Но она исчезла, а Берен потерял дар речи, словно кто–то наложил на него заклятие; и он долго бродил в лесах, подобно дикому зверю, разыскивая ее. В душе он называл ее Тинувиэль, что означало Соловей, Дитя Сумерек в наречии Сумеречных Эльфов, ибо другого имени он не знал для нее. Он видел ее издалека, словно лист на осеннем ветру, словно звезду над зимней вершиной, но незримые цепи сковывали его.

Близился исход зимы, и как–то на заре Лютиэн танцевала на зеленом холме и вдруг запела. Ее песня пронзала сердце, подобно песне жаворонка, что взлетает над вратами ночи и рассыпает трель свою среди гаснущих звезд, видя, как из–за пределов мира встает солнце. Песнь Лютиэн разбила оковы зимы, и заговорили скованные морозом воды, а там, где ступала дева, проросли цветы.

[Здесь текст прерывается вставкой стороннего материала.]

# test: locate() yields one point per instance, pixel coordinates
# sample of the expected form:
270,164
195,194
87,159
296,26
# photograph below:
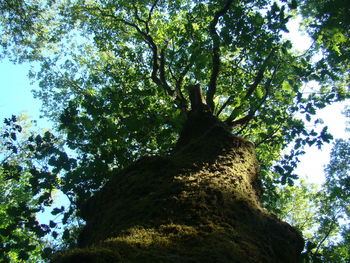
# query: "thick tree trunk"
200,204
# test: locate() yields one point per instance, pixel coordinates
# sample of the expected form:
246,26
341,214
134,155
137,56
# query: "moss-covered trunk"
199,204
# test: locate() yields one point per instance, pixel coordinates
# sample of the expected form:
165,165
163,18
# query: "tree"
27,184
123,79
322,213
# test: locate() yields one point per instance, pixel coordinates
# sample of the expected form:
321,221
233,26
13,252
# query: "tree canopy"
115,77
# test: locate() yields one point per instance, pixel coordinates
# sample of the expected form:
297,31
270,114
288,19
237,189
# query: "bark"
199,204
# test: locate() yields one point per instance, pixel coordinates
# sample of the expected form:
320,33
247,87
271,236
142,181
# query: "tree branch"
259,77
230,120
215,55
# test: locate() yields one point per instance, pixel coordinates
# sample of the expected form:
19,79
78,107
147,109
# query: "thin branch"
216,54
259,77
224,105
230,120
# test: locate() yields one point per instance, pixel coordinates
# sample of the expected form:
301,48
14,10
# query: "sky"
16,97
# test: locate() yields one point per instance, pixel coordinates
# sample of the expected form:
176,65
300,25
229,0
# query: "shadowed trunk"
199,204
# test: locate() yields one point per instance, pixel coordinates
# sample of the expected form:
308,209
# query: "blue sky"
15,88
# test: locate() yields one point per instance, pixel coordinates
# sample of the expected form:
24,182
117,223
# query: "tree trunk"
199,204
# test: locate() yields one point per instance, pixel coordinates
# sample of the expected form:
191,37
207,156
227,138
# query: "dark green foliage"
115,78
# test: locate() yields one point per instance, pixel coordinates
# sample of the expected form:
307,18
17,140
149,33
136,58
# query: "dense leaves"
322,213
114,77
30,166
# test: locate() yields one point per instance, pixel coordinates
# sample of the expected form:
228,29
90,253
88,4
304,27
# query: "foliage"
115,75
322,215
28,180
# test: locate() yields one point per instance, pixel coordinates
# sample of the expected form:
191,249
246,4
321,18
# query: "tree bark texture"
199,204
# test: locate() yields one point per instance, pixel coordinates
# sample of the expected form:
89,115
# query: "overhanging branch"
215,55
252,111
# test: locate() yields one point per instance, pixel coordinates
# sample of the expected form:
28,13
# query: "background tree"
322,213
28,182
118,78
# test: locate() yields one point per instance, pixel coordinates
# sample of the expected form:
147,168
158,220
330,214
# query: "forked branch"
215,54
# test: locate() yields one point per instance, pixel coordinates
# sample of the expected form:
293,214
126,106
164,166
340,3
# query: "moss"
200,204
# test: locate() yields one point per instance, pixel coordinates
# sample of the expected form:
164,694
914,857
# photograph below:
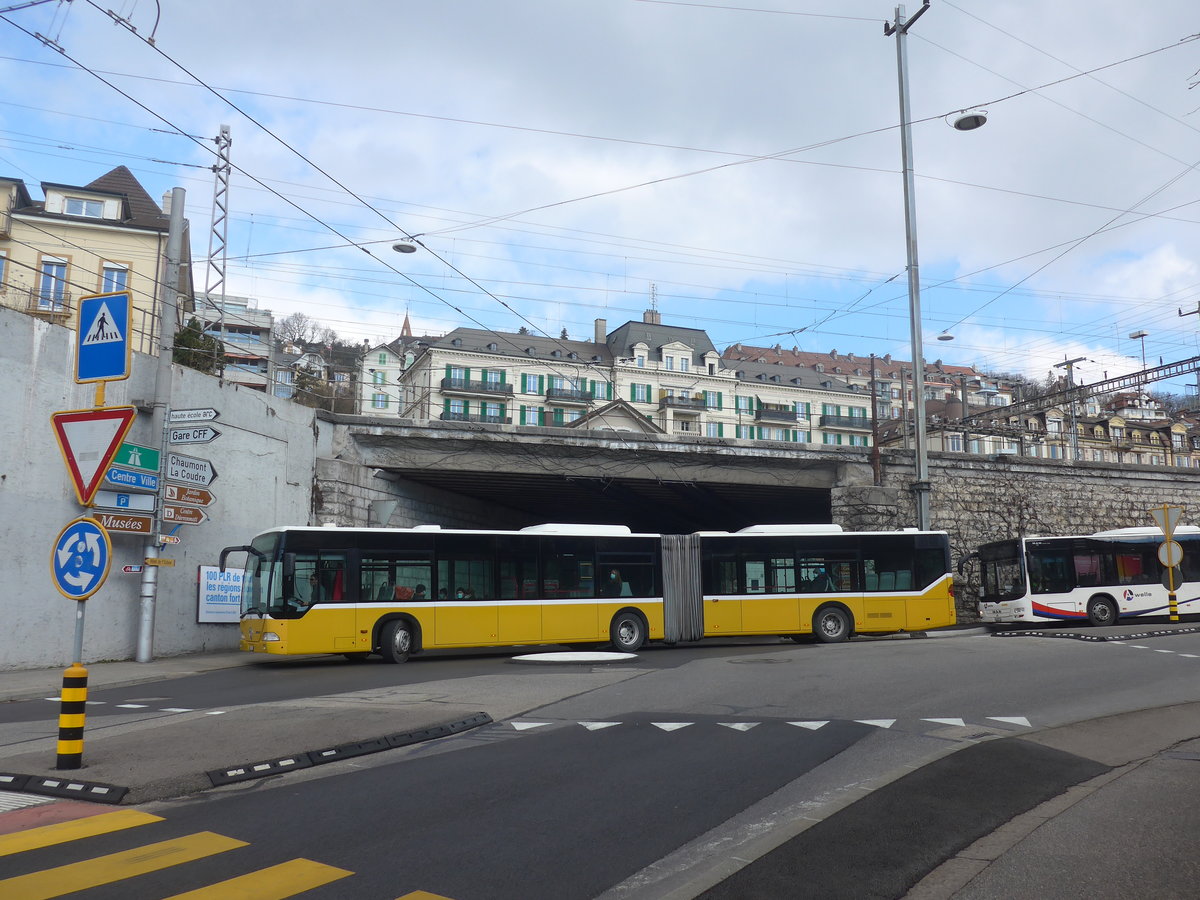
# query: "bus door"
769,605
466,611
723,600
318,600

Тогда заклятие безмолвия спало с Берена, и он громко закричал, называя ее Тинувиэль; и лесное эхо вторило ему. Лютиэн замерла, изумленная, и не убежала, и Берен подошел к ней. Едва она взглянула на него, жребий ее свершился, и она полюбила Берена. Однако она выскользнула из его объятий и исчезла в наступающем рассвете. Тогда Берен рухнул без чувств, словно сраженный единым ударом блаженства и муки, и погрузился в сон, как в черную бездонную яму; и был он холоден, как камень, а сердце его опустело. И в мысленных своих скитаниях он бродил на ощупь, подобно внезапно ослепшему, что протягивает руки, пытаясь обрести потерянный свет. Так он начал платить болью за дарованную ему судьбу. Суждено ему было обрести свет — Лютиэн; будучи бессмертной, она разделила с ним смерть, будучи свободной, приняла его оковы. Ни один из эльдаров не ведал страданий больших, чем выпали ей.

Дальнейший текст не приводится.